Я наперечёт помню все магазины своего детства: наш овощной — продавщицы в перчатках с обрезанными пальцами, хозяйственный — там удивительно пахло, продуктовый — в нём стоял почти космический автомат для продажи разливного растительного масла, дальний гастроном -шесть часов в очереди с бабушкой за сахаром, потому что 2 кг в одни руки, а на улице лето и фрукты-ягоды, молочный, который мы называли «стекляшкой», булочную с привязанными ложками — чтобы пробовать хлеб на мягкость, галантерею, прачечную, где выдавали завёрнутое в серую бумагу бельё, химчистку…

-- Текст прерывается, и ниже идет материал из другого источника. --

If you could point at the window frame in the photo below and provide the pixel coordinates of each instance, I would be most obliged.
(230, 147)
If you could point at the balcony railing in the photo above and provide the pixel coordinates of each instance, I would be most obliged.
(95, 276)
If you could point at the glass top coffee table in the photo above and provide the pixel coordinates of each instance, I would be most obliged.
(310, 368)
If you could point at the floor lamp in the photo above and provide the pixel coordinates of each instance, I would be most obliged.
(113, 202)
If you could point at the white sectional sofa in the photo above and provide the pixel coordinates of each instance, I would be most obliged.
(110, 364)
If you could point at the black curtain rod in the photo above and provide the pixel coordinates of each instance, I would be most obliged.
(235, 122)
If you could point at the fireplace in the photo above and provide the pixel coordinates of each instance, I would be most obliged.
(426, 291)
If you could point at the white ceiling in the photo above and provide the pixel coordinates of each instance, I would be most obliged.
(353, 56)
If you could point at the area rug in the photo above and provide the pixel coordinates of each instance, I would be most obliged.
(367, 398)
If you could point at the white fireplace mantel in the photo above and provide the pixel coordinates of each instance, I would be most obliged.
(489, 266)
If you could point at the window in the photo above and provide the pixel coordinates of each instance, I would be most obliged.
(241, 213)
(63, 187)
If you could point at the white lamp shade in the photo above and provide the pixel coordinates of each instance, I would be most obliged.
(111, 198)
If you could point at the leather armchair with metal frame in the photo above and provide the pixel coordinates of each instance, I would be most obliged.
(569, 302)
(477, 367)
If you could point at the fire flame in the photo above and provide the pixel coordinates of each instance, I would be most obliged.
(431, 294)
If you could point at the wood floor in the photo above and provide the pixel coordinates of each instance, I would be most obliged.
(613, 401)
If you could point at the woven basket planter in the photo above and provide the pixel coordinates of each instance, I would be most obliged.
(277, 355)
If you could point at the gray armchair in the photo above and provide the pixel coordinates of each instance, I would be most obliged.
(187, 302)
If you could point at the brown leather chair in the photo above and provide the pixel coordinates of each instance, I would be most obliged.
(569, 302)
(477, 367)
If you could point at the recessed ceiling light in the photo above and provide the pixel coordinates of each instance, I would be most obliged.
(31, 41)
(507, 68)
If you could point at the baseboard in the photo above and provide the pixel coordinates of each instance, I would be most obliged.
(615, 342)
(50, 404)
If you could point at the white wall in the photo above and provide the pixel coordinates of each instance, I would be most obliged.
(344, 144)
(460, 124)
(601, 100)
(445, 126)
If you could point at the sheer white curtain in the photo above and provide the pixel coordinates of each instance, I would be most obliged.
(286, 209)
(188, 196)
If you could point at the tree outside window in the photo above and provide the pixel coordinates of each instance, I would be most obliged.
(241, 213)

Я пишу это не для того, чтобы похвастаться своей феноменальной памятью. Я не сомневаюсь, что все так же хорошо помнят те же самые места — потому что мы в них часто бывали. В выходной, после садика, после школы мама, папа, бабушка брали нас за руку и шли с нами в будничный свой поход по магазинам и химчисткам. Это было иногда скучновато, и тогда нам приходилось самим придумывать, как себя развлечь, иногда наоборот интересно, но это была живая, настоящая, обычная жизнь, в которой мы волей-неволей участвовали, наблюдали её, самым естественным образом учились в ней ориентироваться.
Потом маятник качнулся сами знаете куда, и мы стали вести себя с нашими собственными детьми совсем по-другому.

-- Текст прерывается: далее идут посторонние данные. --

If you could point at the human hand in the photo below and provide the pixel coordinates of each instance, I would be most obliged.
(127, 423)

— Как можно водить за собой маленького по всем этим сберкассам?! Там толчея, инфекция, там ребёнку скучно, пусть лучше посидит с бабушкой дома, позанимается с развивающими кубиками.
— Сумасшедшая мамашка, таскает в слинге повсюду бедного малыша, смотреть на него жалко!
— Дети должны получать положительные эмоции, зачем им эта тоска в очередях?
— Пусть дети живут детской жизнью, взрослые дела их не касаются!
Это маниакальное стремление оградить детей от жизни в любых её проявлениях привело к странным и неожиданным результатам. Ребёнку десяти лет надо подробно и на пальцах объяснять, как купить что-то в магазине: сказать то-то, предъявить карточку, не забыть взять сдачу, как следует убрать деньги… Московские дети тринадцати лет впервые в жизни попали в метро: визжали, как пятилетние, хохотали и хватались друг за друга. Я знаю родителей, которые с ужасом отбирают кухонный нож у ребёнка семи лет и пишут мне на экскурсию с пятиклассниками сообщения типа «проследите, пожалуйста, чтобы Маша надела шарф!»…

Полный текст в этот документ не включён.